Quasi contemporaneamente un rampollo di un’antica famiglia goriziana, il Conte Sigismondo Douglas Attems di Petzestein  dopo aver perso con l’ultima guerra la gran parte delle terre rimaste in Jugoslavia capisce che bisogna cambiare e raduna intorno a sé un gruppo eterogeneo di conti e contadini per fondare nel 1964 il Consorzio di Tutela Vini del Collio, intuendo con grande lungimiranza che un prodotto vincente destinato a viaggiare deve portare un nome che lo faccia riconoscere come unico. Ecco un altro personaggio che se parla un italiano corretto, pensa certamente in tedesco. Il Conte assume un entusiasta e giovane siciliano diplomato a Conegliano, Gaspare Buscemi. L’enologia, per la prima volta nella storia, entra nelle buie e anguste cantine di terra battuta e dentro gli strettini dei soci del Consorzio Collio. Le idee rivoluzionarie si diffondono.
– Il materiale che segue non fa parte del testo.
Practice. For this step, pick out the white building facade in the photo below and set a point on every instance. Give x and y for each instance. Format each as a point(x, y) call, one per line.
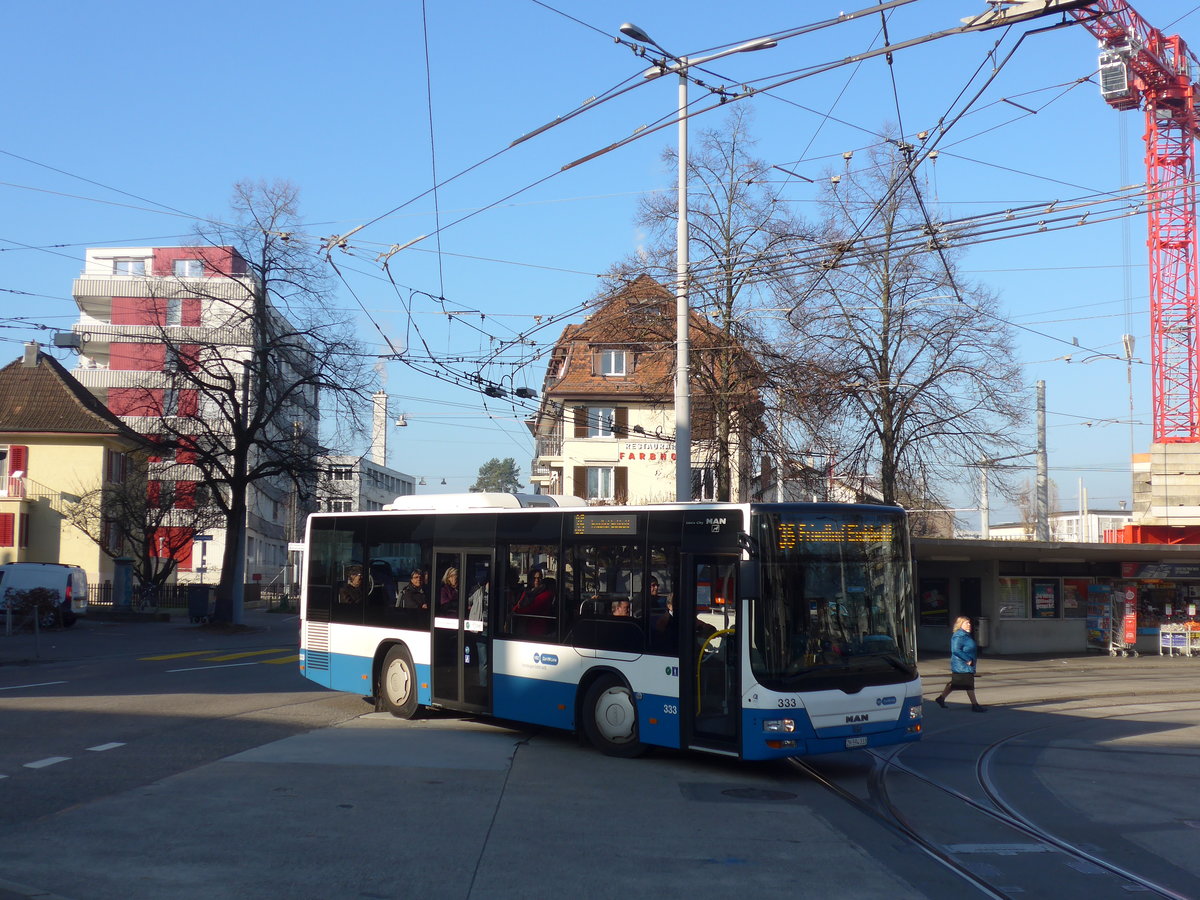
point(143, 311)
Ogni rivoluzione ha i suoi cantori. Il Collio li trova in alcuni intellettuali che gli fanno da sponda nel mondo della carta stampata. Ne cito due per tutti: Mario Soldati e Luigi Veronelli. Fa capolino nella cultura italiana un’idea nuova: il vino può essere anche buono. Fino ad allora, gli scrittori italiani, con l’eccezione di Tomasi di Lampedusa (che tuttavia al suo Principe fa bere rigorosamente Champagne), il vino è principalmente una sostanza ad azione psicotropa. E’ la droga dei poveri, come per il Renzo Tramaglino de I Promessi Sposi, che dopo il terzo bicchiere scorda ciò che gli accade insieme ai suoi affanni. Il vino buono diviene così vessillo di un nuovo manifesto della vita materiale. In loco, il giornalista Isi Benini fonda Il Vino, importante rivista a tiratura nazionale edita a Udine. La rivoluzione si fa sistema e il Collio si fa “Il grande bianco d’Italia”.